Comment Re:Ridiculous argument (Score 2, Insightful) 308
Now let's look at your examples : -> a perfectly flat desert : LOW entropy. Perhaps a bit higher than a not-quite-flat-but-looking-flat desert, but defineately LOW entropy.
Nope. It's the other way around. When you can't find a pattern, it's high entropy. The desert in this example is not a flat monomolecular sheet, it's white noise of sand. You don't get much higher entropy than this.
Therefore it is not made by an intelligence. (according to this measure)
You can't possibly make that deduction based on the entropy level. Intelligence can obviously create objects with either high or low entropy.
-> The surface of most gas planets : LOW entropy (obviously). Compare it to earth's ocean floor. It is mostly very, very flat. When a robot is standing on the ocean floor, he will see kilometers of perfectly flat dark terrain. The only real features, like volcanoes or sunken ships, come from external activity with high entropy (though not necessarily intelligence) That terrain does not have instabilities. It has very, very LOW entropy.
Same thing here. You completely misunderstood what entropy is.

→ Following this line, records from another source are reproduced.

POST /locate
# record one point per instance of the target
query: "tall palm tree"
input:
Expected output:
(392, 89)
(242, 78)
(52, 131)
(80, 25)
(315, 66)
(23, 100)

Therefore you can conclude it not to be man-made. You'd conclude the ships to be intelligently-made, which is correct, but you'd also call the volcanoes intelligently-made which is not correct. Unless the zulus are right and we better start throwing women into volcanoes to placate the volcano god, that is.
You can't conclude anything. Especially when you don't have a clue of what entropy is.
Now let's take another example.
Let's not. Instead, read up entropy, and then, maybe, start discussing the subject matter.